This notebook performs bank-safe data cleaning and validation

In [1]:
import numpy as np
import pandas as pd

In [4]:
df_raw=pd.read_csv("/Users/starboy/Documents/Projects/credit_risk_segmentation/data/raw/lending_club.csv")

In [5]:
df = df_raw.copy()

**Remove columns that couldnt have present while the loan officer was making the decision to approve/reject. Fields capturing repayment amounts, balances, or collections were classified as post-loan variables and excluded to prevent leakage.**

In [6]:
LEAKAGE_COLS = ["balance",
                "paid_total",
                "paid_principal",
                "paid_interest",
                "paid_late_fees"
                ]

df=df.drop(columns=LEAKAGE_COLS, errors="ignore")

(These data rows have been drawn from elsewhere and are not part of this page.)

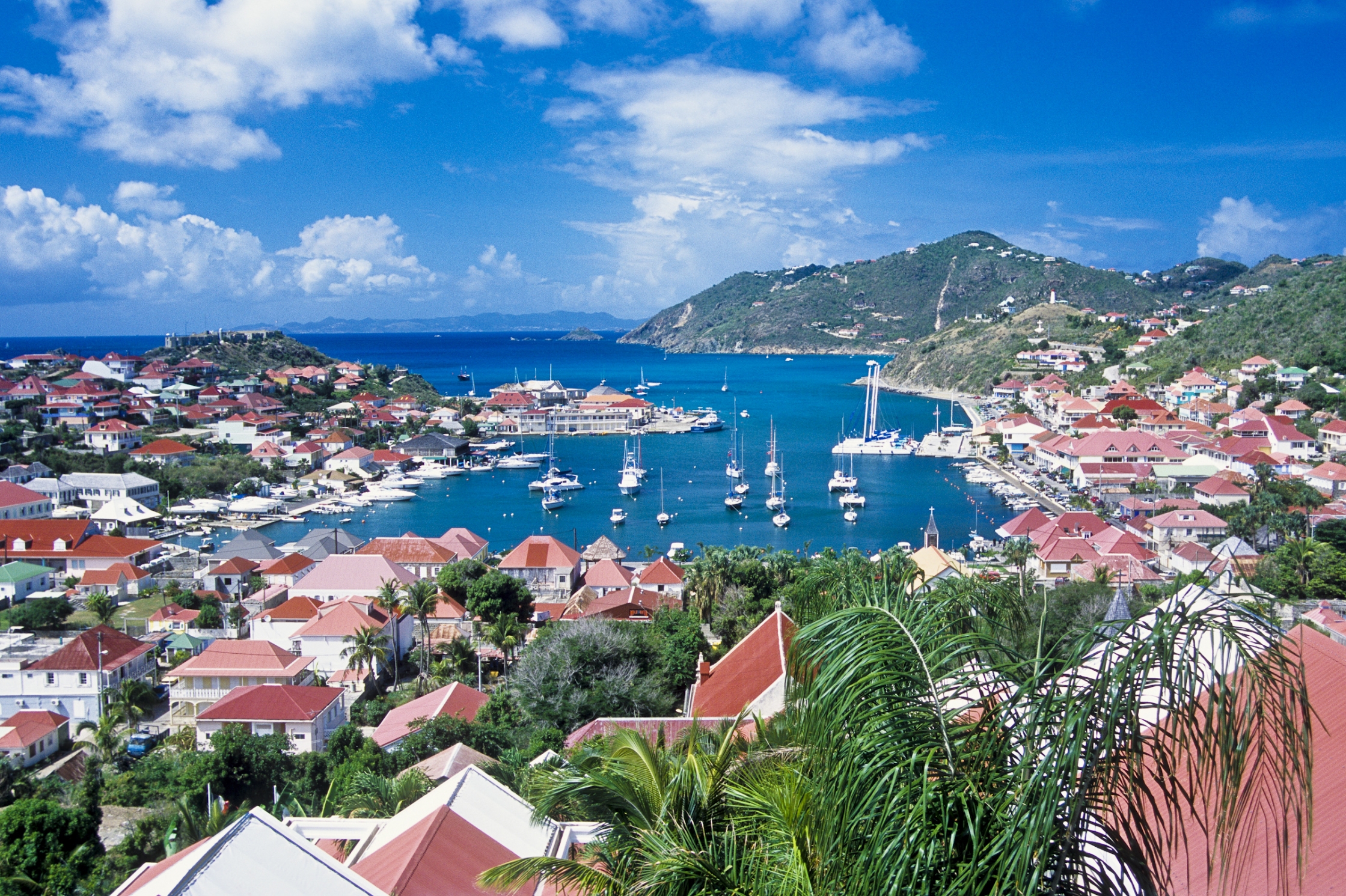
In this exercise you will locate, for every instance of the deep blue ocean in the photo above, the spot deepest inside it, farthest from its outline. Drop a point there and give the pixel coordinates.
(810, 400)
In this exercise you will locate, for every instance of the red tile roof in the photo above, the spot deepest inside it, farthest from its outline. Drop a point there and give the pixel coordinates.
(81, 651)
(744, 674)
(442, 853)
(540, 552)
(29, 727)
(244, 657)
(454, 700)
(272, 702)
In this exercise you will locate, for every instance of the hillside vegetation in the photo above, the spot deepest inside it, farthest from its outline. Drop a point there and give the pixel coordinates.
(906, 295)
(1300, 322)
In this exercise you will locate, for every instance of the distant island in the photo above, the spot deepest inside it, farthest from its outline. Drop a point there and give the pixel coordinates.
(491, 322)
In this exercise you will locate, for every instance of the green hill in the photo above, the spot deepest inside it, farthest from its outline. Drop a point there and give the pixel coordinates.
(905, 295)
(1300, 322)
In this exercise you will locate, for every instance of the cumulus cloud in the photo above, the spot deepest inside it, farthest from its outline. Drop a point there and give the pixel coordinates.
(688, 121)
(150, 198)
(750, 15)
(862, 46)
(1248, 233)
(168, 257)
(167, 82)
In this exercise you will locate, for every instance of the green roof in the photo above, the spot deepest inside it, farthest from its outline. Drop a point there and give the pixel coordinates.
(19, 571)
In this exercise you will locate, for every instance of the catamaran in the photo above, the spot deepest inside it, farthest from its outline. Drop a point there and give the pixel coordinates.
(664, 517)
(874, 440)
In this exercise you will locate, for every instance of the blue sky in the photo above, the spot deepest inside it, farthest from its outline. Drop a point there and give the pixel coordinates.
(173, 165)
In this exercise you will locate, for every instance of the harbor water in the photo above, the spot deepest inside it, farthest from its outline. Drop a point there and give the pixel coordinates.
(810, 398)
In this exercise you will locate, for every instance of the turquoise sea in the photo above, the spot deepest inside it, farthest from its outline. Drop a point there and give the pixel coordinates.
(810, 398)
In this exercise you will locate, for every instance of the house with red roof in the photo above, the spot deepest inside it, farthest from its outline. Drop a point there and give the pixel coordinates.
(171, 618)
(751, 677)
(225, 665)
(548, 568)
(68, 683)
(1217, 490)
(286, 571)
(32, 735)
(305, 715)
(662, 576)
(323, 637)
(455, 700)
(112, 436)
(1329, 478)
(279, 623)
(166, 453)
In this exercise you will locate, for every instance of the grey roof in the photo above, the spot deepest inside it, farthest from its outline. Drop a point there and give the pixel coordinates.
(323, 543)
(249, 545)
(108, 481)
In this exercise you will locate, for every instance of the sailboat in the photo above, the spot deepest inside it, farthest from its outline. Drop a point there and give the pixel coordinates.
(772, 467)
(777, 499)
(733, 470)
(630, 478)
(872, 440)
(781, 519)
(664, 517)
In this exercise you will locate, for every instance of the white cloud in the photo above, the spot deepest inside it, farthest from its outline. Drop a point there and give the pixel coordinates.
(519, 26)
(688, 121)
(167, 82)
(150, 198)
(750, 15)
(862, 46)
(189, 256)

These columns reflect post-loan repayment behaviour and are excluded to prevent data leakage

In [7]:
BAD_STATUSES=["Charged Off", "Default"]
GOOD_STATUSES= ["Fully Paid"]

In [8]:
df = df[df["loan_status"].isin(BAD_STATUSES+GOOD_STATUSES)]
df["target"]=df["loan_status"].apply(
    lambda x:1 if x in BAD_STATUSES else 0
)

In [9]:
DROP_COLS=["emp_title","state"]
df=df.drop(columns=DROP_COLS,errors="ignore")

In [10]:
df["months_since_last_delinq"]=df["months_since_last_delinq"].fillna(999)

In [13]:
# Remove negetive income and assure reasonable credit utilization

assert (df["debt_to_income"].dropna() >= 0).all()
assert (df["interest_rate"] > 0).all()


In [15]:
assert (df["debt_to_income"] < 0).sum() == 0
assert (df["interest_rate"] <= 0).sum() == 0

In [17]:
df.to_csv("/Users/starboy/Documents/Projects/credit_risk_segmentation/data/interim/cleaned_loans.csv",index=False)